Normally, SMTP is independent of message format/content. However, for standardization of the e-mail system, it requires the use of RFC 822 for formatting/constructing e-mail.

SMTP requires use of a 7-bit ASCII character set. However, TCP protocol supports 8-bit characters only. Thus, higher-order bit is set as clear zero to accommodate 7-bit characters.

SMTP tags information regarding the route followed by a message in the header portion. SMTP uses TCP for message transport. However, it does not guarantee to recover from the lost messages. Here, no end-to-end acknowledgement to the sending user is sent for a successfully transmitted message. Further, error indications are also not returned.

Limitations of SMTP:

  • SMTP cannot transmit executable files. For transmission of binary files using SMTP, it is necessary to convert binary files into text files. There are many popular methods such as Unix UU encode/UU decode and Bin Hex. However, these are not standard methods.
  • It cannot transmit text data that contains national language characters. These national language characters use 8-bit codes with values of 128 decimal or more.
  • It is limited to 7-bit ASCII characters only.
  • AMTP servers may reject mail messages beyond some specific length.
  • SMTP gateways to X-400 electronic mail networks cannot handle non-textual data including X.400 messages.
    Some SMTP implementations do not adhere to standards completely. Some of the typical problems are:
  • Deletion, addition or recording of carriage returns and line feed.
  • Truncating or wrapping lines longer than 76 characters.
  • Removal of trailing white space.
  • Padding of lines in a message to the same length.

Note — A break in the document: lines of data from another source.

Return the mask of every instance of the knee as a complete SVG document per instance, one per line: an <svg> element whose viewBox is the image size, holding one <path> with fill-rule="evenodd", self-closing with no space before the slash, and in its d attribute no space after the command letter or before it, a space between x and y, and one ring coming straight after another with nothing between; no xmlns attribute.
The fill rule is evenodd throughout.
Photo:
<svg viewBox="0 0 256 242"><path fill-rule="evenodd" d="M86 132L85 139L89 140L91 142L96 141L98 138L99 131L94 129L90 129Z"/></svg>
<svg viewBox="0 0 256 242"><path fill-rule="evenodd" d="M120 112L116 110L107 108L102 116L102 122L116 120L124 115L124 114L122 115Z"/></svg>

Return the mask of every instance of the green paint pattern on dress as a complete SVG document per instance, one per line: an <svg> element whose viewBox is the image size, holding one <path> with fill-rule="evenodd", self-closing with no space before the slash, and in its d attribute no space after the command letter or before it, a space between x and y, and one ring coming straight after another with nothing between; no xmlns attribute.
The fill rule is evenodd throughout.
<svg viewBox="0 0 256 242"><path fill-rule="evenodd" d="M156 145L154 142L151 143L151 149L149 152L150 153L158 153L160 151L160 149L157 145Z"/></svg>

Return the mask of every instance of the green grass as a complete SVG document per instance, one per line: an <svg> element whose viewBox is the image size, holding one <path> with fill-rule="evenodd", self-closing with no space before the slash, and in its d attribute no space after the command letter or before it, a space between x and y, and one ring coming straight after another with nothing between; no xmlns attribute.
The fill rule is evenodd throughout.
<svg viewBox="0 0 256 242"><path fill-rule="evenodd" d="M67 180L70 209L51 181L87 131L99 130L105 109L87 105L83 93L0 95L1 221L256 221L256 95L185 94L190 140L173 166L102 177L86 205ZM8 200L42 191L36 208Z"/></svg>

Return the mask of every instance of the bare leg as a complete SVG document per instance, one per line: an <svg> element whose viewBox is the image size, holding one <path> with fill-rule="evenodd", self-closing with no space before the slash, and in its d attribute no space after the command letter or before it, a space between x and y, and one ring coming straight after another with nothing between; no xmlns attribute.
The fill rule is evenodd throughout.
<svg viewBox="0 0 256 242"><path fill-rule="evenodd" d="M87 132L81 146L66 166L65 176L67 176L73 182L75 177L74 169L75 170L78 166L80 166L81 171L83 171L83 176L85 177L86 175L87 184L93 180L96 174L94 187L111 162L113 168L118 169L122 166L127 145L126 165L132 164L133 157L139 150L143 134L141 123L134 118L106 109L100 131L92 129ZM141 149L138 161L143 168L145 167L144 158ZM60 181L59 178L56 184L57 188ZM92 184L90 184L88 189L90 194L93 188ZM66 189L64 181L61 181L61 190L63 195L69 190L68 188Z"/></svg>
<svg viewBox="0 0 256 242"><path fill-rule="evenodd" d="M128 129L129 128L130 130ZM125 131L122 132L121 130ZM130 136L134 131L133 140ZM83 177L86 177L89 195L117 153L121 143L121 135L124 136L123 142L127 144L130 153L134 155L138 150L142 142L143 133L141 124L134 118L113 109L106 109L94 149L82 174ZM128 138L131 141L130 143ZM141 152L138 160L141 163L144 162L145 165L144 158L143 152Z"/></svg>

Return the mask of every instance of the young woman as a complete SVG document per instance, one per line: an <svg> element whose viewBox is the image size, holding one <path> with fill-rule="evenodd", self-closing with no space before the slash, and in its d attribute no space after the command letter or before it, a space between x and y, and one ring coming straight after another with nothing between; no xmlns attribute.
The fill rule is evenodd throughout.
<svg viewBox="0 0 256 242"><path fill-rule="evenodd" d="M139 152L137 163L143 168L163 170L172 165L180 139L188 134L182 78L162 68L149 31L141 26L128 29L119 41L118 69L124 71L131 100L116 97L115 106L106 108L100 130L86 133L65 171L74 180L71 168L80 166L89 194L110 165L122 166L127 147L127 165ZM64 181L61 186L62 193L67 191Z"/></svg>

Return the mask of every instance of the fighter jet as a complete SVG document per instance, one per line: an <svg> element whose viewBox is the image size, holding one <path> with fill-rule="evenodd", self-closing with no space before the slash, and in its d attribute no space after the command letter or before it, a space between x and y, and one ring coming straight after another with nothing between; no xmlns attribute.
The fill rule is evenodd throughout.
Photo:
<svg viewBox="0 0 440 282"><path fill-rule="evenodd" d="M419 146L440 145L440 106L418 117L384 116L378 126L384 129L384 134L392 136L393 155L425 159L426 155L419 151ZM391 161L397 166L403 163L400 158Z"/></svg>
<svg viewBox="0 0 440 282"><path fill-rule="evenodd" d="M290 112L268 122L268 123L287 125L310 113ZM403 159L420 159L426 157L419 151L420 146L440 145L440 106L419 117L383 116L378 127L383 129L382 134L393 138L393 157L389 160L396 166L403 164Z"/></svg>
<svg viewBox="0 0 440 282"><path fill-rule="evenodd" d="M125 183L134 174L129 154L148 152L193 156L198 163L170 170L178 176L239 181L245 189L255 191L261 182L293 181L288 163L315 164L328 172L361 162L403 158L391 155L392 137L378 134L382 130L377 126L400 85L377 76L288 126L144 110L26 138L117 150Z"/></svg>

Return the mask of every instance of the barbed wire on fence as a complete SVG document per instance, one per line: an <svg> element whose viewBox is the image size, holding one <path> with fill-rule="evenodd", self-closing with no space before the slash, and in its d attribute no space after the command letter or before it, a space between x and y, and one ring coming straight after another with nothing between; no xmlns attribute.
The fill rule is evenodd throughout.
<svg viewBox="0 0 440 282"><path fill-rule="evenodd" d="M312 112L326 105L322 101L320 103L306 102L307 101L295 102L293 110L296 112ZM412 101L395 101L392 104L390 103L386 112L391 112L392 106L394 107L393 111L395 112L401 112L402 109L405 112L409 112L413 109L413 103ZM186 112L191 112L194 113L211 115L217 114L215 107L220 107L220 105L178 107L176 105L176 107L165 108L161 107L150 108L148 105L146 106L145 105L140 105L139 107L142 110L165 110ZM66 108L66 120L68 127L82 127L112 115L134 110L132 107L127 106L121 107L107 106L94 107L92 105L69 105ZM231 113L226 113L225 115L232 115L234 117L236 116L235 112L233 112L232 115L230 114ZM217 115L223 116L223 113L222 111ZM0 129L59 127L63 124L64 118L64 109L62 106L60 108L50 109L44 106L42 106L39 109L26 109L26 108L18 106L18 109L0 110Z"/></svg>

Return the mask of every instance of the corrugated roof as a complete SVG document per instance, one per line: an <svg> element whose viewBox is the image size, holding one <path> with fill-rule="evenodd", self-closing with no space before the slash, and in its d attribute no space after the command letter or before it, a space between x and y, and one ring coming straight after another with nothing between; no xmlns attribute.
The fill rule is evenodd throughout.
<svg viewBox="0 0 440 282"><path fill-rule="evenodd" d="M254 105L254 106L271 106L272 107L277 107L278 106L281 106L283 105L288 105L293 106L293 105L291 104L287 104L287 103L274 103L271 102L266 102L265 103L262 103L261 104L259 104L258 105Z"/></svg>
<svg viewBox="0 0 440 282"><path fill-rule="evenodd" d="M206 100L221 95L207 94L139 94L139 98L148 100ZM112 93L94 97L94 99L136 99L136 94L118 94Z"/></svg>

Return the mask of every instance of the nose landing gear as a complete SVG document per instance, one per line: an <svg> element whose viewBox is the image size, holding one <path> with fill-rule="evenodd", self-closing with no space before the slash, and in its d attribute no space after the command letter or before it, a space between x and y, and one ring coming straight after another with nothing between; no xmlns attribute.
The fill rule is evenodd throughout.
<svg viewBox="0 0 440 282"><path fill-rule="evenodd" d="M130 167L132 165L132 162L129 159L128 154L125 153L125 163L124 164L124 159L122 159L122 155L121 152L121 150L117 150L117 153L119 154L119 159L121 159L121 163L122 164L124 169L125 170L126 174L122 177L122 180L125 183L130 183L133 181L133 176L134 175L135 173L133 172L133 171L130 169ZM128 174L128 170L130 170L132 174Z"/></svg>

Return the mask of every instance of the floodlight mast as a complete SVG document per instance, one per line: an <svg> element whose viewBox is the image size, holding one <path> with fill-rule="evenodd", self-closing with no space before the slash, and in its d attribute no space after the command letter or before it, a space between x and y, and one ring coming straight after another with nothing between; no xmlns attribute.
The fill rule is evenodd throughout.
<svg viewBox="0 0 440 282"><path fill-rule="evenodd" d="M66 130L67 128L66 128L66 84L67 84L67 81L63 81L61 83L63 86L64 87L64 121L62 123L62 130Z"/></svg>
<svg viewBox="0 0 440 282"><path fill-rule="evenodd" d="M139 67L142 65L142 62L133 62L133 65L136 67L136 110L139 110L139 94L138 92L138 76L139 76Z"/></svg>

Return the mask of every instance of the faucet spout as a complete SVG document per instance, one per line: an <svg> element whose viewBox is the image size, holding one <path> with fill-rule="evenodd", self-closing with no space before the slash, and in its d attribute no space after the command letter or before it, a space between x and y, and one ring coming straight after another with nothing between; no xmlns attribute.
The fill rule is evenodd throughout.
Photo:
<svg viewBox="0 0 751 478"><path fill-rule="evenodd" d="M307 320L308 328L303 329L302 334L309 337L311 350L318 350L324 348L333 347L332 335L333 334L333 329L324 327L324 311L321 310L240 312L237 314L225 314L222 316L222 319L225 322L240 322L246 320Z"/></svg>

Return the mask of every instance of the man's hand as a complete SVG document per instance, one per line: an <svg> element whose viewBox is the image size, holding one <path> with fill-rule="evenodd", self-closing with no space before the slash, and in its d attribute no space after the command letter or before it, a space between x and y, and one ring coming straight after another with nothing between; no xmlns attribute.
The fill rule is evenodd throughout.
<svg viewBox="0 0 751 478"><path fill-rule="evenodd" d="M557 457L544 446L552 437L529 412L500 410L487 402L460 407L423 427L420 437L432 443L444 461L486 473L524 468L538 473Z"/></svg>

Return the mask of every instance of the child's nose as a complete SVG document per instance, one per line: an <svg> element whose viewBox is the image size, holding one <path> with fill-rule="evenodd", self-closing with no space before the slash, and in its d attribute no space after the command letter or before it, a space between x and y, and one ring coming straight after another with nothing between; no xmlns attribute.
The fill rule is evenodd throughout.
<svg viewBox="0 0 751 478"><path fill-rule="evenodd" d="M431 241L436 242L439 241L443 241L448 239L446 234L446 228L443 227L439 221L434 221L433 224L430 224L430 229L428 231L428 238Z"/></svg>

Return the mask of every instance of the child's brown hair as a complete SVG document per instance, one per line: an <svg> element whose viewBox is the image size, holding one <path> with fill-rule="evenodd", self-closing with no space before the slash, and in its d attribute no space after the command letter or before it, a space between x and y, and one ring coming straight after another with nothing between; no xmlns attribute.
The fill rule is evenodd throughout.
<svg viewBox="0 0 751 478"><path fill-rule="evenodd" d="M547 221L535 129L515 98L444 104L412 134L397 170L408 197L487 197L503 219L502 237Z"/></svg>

'Multipurpose Internet Mail Extension' (MIME): MIME attempts to resolve the above limitations of SMTP. It extends the RFC 822.

It includes the following elements.

  • Five new message header fields are defined. These include MIME version, content type, content transfer encoding, content ID and content description. These fields provide the information about the body of a message.
  • A number of content formats are defined. These enable the e-mail system to support multimedia transport as e-mail attachment.
  • Transfer encoding standards have also been defined. These enable conversion of contents from one format to another format. Thus, now contents cannot be modified by the e-mail system during transport.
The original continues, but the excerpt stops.